Inspiration
Conservationists use infrasound (deep rumbles below the limit of human hearing) to track elephants. But in the wild, this signal is drowned out by the roar of airplanes, trucks, and generators. We built TEMBI to surgically remove the "noise of man" and let the rumbles be heard.
What it does
TEMBI is a deep-learning restoration suite. It uses specialized neural networks to isolate elephant rumbles from heavy industrial interference.
Specialist "Brains": Custom models for specific noise types including Airplane, Vehicle, and Generator.
Infrasonic Translator: Because $f < 20$ Hz is silent to us, we pitch-shift the cleaned rumbles up by 3 octaves for human verification.
Live API: A production-ready FastAPI backend that cleans data in real-time.
How we built it
We developed a U-Net CNN architecture in PyTorch. Signal Processing: Audio is downsampled to 2000 Hz to target the infrasound spectrum.
Surgical Masking: The AI predicts a "mask" that multiplies the noisy spectrogram to zero out interference while preserving the phase of the elephant signal.
Challenges we ran into
The biggest hurdle was dimensionality collapse. In early versions, our spectrograms were too "thin." This caused the U-Net layers to hit a spatial dimension of zero and crash. We solved this by implementing a 16,000-sample temporal window which provided the context the AI needed to distinguish a rumble from a jet engine.

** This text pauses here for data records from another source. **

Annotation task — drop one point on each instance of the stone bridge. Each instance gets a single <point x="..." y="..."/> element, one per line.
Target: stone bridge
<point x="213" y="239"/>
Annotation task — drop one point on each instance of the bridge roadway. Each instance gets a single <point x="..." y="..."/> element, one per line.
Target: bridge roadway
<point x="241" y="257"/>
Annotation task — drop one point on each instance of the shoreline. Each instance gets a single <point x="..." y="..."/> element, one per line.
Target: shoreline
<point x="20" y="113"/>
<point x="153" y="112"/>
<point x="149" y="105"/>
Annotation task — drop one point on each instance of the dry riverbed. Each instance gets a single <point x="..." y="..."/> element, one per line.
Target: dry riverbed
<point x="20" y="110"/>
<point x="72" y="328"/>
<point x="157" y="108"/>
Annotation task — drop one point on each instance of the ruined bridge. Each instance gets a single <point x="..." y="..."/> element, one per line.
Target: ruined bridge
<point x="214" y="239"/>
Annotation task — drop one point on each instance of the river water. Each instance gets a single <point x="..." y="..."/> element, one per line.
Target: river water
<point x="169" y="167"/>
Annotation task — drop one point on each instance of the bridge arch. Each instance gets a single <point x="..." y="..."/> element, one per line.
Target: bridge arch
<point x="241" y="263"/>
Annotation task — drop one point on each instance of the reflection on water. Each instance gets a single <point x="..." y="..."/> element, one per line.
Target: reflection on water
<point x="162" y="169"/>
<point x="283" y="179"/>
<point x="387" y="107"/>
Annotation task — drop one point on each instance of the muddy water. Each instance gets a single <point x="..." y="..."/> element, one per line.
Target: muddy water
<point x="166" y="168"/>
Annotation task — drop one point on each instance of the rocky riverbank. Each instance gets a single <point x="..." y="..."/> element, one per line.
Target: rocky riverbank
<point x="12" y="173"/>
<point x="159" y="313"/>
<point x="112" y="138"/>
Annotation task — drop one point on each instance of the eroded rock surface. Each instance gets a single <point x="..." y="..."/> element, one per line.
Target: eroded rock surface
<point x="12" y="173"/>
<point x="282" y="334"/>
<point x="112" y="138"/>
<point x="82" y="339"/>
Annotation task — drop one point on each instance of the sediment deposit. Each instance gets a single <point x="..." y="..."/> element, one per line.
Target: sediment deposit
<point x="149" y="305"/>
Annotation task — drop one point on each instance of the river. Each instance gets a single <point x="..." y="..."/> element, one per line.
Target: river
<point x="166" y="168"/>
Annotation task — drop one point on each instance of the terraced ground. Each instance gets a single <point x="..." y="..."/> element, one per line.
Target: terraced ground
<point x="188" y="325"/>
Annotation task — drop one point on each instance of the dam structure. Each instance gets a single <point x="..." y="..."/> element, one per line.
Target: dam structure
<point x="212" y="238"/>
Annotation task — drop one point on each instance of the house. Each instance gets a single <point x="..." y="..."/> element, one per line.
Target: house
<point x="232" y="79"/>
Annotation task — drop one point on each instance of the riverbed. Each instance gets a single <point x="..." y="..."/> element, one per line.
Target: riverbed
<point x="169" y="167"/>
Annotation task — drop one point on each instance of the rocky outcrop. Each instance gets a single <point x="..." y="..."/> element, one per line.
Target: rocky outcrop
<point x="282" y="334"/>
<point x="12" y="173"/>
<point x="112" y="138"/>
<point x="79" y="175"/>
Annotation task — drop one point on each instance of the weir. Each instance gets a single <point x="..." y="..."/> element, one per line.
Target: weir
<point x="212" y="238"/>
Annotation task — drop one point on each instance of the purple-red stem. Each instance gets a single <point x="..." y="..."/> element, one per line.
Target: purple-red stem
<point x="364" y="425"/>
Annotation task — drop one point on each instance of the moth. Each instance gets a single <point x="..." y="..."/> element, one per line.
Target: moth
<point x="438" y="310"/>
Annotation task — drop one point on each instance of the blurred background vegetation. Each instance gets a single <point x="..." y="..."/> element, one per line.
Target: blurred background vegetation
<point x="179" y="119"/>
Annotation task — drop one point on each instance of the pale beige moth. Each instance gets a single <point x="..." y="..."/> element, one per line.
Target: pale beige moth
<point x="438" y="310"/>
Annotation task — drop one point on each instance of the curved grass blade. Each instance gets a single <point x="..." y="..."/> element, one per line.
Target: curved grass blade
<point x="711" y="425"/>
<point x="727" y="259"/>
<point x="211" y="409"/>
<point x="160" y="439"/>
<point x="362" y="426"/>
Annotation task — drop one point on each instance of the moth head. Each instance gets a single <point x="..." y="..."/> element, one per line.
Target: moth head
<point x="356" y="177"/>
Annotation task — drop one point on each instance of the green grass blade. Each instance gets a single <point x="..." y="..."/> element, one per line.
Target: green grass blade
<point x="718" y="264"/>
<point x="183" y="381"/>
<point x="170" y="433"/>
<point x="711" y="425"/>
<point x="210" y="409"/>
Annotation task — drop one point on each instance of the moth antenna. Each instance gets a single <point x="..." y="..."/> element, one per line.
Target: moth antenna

Accomplishments that we're proud of
We successfully moved from a "one-size-fits-all" model to Specialist Brains. We learned that trust in the math is vital. When you are working with sound you cannot hear, your only eyes are the loss curves and spectrogram plots. We also mastered the art of "Overlap-Add" reconstruction to ensure zero clicking in the final audio.
What we learned
We learned how to build and train a custom U-Net architecture from scratch using PyTorch. This process taught us the core mechanics of machine learning, from managing backpropagation to optimizing loss functions. We discovered that a model is only as good as its data, which required us to master Short-Time Fourier Transforms (STFT) to turn raw audio into processable tensors.
We also gained experience in Reconstructive Logic. We learned how to use AI-generated masks to surgically clean spectrograms without destroying the original audio phase. Most importantly, we found that specialization is key. By training focused "Specialist Brains" for different noise types, we achieved a level of clarity that a general model could not produce.
What's next for TEMBI
We are taking TEMBI from the laptop to the edge. Mobile Rangers: Porting models to mobile for real-time field use.
Triangulation: Using multiple API nodes to locate elephants based on rumble arrival times
Species Scaling: Training "Brains" for blue whales and other infrasonic giants.